Flexible string representation, unicode, typography, ...

Thu Aug 30 12:27:04 EDT 2012

On Thu, Aug 30, 2012 at 2:51 AM,  <wxjmfauth at gmail.com> wrote:
> But as soon as you introduce artificially a "latin-1"
> bottleneck, all this machinery just become useless.

How is this a bottleneck?  If you removed the Latin-1 encoding
altogether and limited the flexible representation to just UCS-2 /
UCS-4, I doubt very much that you would see any significant speed
gains.
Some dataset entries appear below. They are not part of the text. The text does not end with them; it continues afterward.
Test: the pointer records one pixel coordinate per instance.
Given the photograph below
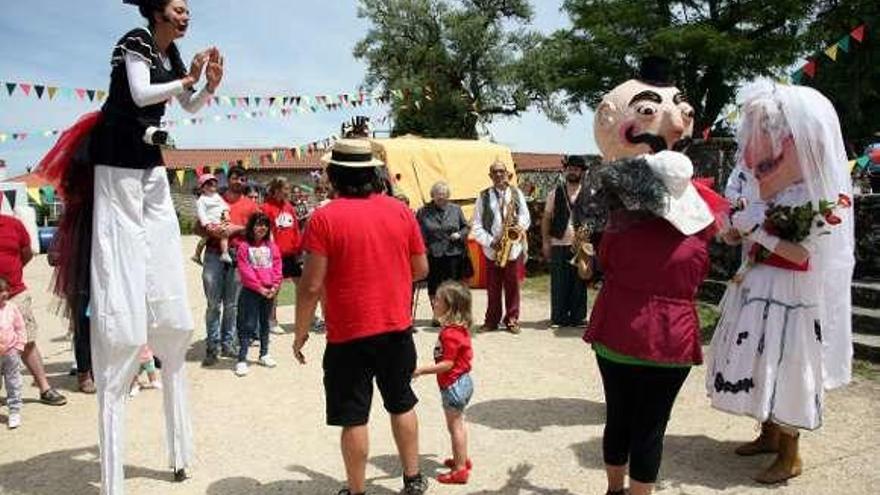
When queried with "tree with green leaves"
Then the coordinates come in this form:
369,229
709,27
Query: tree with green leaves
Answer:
712,45
852,81
451,65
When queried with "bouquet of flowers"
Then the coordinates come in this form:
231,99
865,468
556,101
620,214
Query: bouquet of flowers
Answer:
794,223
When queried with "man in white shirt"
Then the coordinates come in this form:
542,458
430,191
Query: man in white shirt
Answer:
488,226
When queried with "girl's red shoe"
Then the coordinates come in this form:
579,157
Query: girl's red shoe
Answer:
450,463
454,477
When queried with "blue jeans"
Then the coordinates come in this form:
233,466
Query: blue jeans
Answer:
222,287
457,395
253,322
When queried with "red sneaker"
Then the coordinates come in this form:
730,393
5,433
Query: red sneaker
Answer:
454,477
450,463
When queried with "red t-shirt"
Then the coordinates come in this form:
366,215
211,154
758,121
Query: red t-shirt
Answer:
13,238
285,227
368,243
240,212
453,344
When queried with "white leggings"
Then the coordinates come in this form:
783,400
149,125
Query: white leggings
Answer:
138,297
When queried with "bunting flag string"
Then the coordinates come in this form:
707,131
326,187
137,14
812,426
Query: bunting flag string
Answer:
810,68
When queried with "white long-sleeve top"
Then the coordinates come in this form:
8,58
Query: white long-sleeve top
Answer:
484,238
144,94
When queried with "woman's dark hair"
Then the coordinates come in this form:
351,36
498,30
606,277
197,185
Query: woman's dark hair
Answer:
258,218
149,7
351,182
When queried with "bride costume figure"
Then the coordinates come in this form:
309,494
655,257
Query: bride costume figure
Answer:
785,333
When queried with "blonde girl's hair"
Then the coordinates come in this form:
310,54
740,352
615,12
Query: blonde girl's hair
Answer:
458,301
277,184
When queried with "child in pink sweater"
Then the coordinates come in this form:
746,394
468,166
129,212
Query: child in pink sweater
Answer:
12,340
259,267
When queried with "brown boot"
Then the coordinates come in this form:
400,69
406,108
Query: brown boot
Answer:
787,464
766,443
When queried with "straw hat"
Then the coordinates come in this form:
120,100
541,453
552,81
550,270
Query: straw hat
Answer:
686,210
352,153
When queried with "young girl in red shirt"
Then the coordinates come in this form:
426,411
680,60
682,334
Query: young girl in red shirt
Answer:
452,356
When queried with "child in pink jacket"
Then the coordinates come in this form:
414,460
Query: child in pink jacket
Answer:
12,340
259,267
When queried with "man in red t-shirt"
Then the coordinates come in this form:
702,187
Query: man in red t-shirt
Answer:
364,249
15,253
219,278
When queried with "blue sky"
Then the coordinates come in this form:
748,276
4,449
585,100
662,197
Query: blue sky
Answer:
271,47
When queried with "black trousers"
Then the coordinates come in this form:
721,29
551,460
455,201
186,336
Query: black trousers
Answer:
441,269
638,401
568,292
82,343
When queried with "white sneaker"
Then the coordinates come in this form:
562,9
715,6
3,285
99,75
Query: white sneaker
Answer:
241,369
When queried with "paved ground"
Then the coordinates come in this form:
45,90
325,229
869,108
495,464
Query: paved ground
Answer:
535,425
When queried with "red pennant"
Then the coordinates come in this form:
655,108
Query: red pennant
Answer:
858,33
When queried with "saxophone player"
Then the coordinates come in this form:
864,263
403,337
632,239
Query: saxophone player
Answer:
501,220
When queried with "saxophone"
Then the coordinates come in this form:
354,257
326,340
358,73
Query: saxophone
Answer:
583,253
510,233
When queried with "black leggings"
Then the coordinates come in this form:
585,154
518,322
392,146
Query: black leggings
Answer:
638,403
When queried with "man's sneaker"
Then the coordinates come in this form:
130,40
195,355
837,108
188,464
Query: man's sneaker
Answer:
53,398
416,485
210,359
241,368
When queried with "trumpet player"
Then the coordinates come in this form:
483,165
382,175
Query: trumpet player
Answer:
501,220
568,291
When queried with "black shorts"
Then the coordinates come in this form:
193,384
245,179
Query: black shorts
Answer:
291,267
349,369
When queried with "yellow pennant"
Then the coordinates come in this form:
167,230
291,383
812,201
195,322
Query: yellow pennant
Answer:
832,52
34,193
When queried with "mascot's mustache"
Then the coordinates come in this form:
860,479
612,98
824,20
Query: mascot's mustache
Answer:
658,143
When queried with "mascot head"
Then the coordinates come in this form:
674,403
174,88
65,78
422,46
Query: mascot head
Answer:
645,115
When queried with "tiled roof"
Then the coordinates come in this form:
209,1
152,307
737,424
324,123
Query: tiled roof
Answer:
283,158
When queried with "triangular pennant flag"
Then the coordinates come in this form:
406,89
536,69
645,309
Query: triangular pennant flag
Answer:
48,193
10,197
34,194
858,33
831,51
810,68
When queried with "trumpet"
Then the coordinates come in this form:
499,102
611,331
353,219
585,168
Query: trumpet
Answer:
583,253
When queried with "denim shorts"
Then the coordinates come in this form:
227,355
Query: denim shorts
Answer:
457,395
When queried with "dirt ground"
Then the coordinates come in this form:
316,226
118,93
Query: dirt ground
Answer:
535,424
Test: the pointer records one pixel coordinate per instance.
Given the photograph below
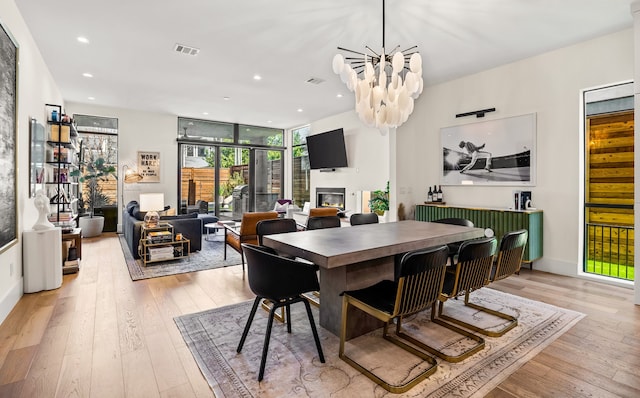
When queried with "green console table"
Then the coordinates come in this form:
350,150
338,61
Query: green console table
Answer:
500,221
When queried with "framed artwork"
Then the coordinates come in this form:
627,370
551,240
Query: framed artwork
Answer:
8,139
149,166
495,152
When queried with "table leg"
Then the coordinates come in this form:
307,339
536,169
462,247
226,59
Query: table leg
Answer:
334,281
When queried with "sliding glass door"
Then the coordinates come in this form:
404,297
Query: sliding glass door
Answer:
228,169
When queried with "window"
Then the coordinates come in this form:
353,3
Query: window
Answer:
300,166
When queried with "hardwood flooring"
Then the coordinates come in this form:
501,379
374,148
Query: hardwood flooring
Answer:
102,335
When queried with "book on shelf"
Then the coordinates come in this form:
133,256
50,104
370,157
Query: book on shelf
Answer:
72,263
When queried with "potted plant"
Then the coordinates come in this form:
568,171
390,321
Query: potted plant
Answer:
379,201
90,173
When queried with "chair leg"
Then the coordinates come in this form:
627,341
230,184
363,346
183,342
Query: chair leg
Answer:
265,348
513,322
248,325
480,344
313,329
393,388
266,305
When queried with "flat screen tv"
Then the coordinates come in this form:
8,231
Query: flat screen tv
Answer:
327,150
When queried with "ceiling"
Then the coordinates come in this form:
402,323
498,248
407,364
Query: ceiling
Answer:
134,65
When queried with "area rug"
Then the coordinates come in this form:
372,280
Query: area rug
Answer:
211,256
294,369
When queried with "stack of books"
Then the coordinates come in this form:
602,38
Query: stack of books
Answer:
160,253
159,236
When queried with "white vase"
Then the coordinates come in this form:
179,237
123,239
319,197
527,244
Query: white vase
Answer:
91,226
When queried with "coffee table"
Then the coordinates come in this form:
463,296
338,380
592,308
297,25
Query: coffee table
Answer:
215,226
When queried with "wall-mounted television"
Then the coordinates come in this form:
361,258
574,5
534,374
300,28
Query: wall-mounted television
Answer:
327,150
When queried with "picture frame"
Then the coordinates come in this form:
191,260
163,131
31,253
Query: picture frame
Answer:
149,166
493,152
8,139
The flexibility is the part that makes string creation slower,
not the Latin-1 option in particular.

> This flexible representation is working absurdly.
> It optimizes the characters you are not using (in one
> sense), it defaults to a non optimized form for the
> characters you wish to use.

I'm sure that if you wanted to you could patch Python to use Latin-9
instead.  Just be prepared for it to be slower than UCS-2, since it
would mean having to encode the code points rather than merely
truncating them.

> Pick up a random text and see the probability this
> text match the most optimized case 1 char / 1 byte,
> practically never.

Pick up a random text and see that this text matches the next most
optimized case, 1 char / 2 bytes: practically always.

> If a user will use exclusively latin-1, she/he is  better
> served by using a dedicated tool for "latin-1"
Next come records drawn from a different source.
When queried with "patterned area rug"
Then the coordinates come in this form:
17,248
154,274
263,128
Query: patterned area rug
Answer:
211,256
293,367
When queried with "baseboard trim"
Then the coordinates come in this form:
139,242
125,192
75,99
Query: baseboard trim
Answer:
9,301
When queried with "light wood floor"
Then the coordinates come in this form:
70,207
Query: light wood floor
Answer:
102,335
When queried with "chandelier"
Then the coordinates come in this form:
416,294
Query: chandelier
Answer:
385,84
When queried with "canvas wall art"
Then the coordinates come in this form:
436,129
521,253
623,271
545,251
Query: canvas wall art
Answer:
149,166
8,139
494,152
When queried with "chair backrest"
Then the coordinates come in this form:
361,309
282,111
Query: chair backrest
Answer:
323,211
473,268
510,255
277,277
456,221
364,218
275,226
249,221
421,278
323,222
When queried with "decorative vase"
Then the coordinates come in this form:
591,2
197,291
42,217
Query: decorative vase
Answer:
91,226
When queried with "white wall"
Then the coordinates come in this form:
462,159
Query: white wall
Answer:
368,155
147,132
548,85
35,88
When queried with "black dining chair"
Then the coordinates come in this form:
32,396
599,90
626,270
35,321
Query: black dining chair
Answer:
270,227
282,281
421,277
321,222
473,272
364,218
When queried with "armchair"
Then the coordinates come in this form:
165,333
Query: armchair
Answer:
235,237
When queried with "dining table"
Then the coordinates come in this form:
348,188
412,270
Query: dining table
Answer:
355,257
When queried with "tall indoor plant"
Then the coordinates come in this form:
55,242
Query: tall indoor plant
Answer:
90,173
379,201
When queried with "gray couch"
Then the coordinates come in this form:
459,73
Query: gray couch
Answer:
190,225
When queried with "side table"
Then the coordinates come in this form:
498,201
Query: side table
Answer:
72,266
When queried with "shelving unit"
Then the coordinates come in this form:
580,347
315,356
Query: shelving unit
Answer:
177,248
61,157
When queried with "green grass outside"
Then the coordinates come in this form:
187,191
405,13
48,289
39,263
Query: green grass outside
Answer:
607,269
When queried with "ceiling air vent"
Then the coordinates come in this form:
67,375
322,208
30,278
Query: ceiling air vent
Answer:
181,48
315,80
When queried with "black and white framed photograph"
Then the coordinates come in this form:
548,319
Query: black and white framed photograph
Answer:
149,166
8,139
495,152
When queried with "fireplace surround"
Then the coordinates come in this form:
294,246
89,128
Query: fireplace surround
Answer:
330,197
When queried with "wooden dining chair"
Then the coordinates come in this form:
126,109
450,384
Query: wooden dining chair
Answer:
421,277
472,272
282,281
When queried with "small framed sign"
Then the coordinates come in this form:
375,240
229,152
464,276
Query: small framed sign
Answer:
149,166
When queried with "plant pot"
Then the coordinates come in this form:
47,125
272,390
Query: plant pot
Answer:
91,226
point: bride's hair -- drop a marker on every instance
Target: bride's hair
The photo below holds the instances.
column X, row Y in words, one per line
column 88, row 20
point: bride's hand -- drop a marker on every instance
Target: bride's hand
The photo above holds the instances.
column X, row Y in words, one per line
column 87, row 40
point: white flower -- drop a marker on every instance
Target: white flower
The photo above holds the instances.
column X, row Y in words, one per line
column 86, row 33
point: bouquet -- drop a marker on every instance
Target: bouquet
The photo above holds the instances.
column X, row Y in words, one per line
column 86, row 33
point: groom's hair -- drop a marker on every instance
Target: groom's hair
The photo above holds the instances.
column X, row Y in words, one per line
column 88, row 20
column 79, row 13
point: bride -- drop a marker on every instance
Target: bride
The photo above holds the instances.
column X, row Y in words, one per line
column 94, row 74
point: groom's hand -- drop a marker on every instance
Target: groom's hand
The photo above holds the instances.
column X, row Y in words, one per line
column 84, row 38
Speaker as a user who almost exclusively uses Latin-1, I strongly
disagree.  What you're describing is Python 2.x.  The user is always
almost better served by not having to worry about the full extent of
the character set their program might use.  That's why we moved to
Unicode strings in Python 3 in the first place.
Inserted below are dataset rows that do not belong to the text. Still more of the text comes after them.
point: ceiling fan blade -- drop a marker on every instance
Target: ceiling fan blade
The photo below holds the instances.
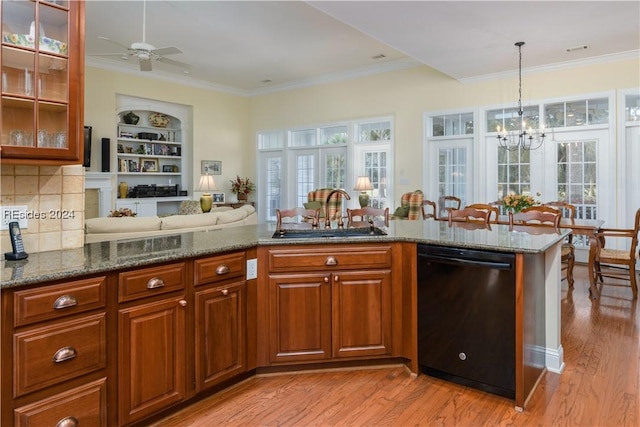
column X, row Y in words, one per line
column 169, row 50
column 174, row 62
column 123, row 54
column 145, row 64
column 114, row 42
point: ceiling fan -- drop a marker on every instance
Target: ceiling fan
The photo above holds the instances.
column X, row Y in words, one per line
column 144, row 51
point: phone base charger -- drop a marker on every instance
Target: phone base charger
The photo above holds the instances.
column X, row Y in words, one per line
column 13, row 256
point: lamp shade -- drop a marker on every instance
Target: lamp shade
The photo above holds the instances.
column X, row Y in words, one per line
column 363, row 184
column 207, row 183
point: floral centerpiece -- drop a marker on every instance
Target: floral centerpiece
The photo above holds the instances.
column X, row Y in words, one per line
column 242, row 187
column 517, row 202
column 122, row 212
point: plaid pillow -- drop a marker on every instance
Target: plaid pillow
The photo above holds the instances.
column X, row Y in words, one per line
column 413, row 201
column 335, row 204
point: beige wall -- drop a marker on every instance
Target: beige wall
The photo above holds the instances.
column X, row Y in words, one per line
column 220, row 121
column 407, row 94
column 224, row 126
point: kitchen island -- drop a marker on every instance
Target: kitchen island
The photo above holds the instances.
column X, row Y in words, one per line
column 205, row 274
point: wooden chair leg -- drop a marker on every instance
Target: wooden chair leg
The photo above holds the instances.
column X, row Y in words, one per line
column 570, row 263
column 632, row 279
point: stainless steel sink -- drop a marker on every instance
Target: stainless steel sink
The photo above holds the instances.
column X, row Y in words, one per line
column 328, row 233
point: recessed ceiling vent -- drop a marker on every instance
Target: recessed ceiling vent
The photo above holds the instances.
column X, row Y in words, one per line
column 577, row 48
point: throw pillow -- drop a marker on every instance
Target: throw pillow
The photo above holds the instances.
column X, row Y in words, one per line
column 401, row 211
column 314, row 205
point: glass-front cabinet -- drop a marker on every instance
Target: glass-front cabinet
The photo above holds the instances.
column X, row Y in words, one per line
column 42, row 81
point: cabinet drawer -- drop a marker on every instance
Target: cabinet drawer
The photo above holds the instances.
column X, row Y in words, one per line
column 56, row 353
column 151, row 281
column 332, row 257
column 82, row 406
column 54, row 301
column 218, row 268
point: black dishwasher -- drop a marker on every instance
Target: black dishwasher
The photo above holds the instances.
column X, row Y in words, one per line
column 466, row 317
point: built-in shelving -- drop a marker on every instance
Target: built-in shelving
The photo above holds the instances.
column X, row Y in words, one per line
column 150, row 160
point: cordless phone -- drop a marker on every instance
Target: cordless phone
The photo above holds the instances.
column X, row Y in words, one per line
column 16, row 243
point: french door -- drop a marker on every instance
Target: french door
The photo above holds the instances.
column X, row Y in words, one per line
column 450, row 169
column 315, row 168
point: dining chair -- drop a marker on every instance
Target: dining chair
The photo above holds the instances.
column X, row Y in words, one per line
column 469, row 214
column 568, row 248
column 297, row 218
column 426, row 204
column 617, row 263
column 361, row 217
column 494, row 211
column 498, row 204
column 445, row 203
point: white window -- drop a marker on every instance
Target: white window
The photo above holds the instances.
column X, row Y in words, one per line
column 449, row 155
column 296, row 161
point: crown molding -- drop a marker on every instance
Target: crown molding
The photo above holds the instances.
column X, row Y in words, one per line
column 602, row 59
column 200, row 84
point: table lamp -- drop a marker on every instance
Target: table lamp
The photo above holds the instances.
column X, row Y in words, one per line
column 207, row 184
column 363, row 184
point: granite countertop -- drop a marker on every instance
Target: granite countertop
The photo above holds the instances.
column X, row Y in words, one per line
column 102, row 257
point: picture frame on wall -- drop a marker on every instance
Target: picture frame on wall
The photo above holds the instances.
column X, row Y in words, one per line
column 149, row 165
column 217, row 197
column 211, row 167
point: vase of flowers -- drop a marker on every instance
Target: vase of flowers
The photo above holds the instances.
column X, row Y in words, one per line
column 517, row 202
column 242, row 187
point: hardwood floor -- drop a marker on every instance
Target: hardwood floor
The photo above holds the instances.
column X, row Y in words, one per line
column 599, row 386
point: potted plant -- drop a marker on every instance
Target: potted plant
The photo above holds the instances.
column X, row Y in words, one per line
column 517, row 202
column 242, row 187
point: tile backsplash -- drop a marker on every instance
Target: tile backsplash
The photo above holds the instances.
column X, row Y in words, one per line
column 54, row 196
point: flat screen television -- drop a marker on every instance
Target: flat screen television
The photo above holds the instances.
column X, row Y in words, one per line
column 87, row 147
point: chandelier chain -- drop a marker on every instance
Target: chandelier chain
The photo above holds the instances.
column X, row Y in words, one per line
column 526, row 139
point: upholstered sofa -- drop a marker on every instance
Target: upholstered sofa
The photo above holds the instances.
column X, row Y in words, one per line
column 100, row 229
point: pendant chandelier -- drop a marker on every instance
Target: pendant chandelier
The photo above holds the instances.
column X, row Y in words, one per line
column 527, row 139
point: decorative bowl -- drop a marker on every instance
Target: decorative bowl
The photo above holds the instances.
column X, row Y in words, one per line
column 159, row 120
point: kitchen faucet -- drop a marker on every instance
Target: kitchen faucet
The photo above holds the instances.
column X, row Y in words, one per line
column 327, row 220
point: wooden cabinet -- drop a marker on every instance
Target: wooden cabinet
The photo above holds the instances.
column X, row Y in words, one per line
column 361, row 304
column 55, row 358
column 328, row 302
column 42, row 81
column 220, row 319
column 299, row 327
column 152, row 341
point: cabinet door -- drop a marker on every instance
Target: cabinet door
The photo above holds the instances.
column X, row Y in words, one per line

> If a user will comfortably work with Unicode, she/he is
> better served by using one of this tools which is using
> properly one of the available Unicode schemes.
>
> In a funny way, this is what Python was doing and it
> performs better!

Seriously, please show us just one *real world* benchmark in which
Python 3.3 performs demonstrably worse than Python 3.2.  All you've
shown so far is this one microbenchmark of string creation that is
utterly irrelevant to actual programs.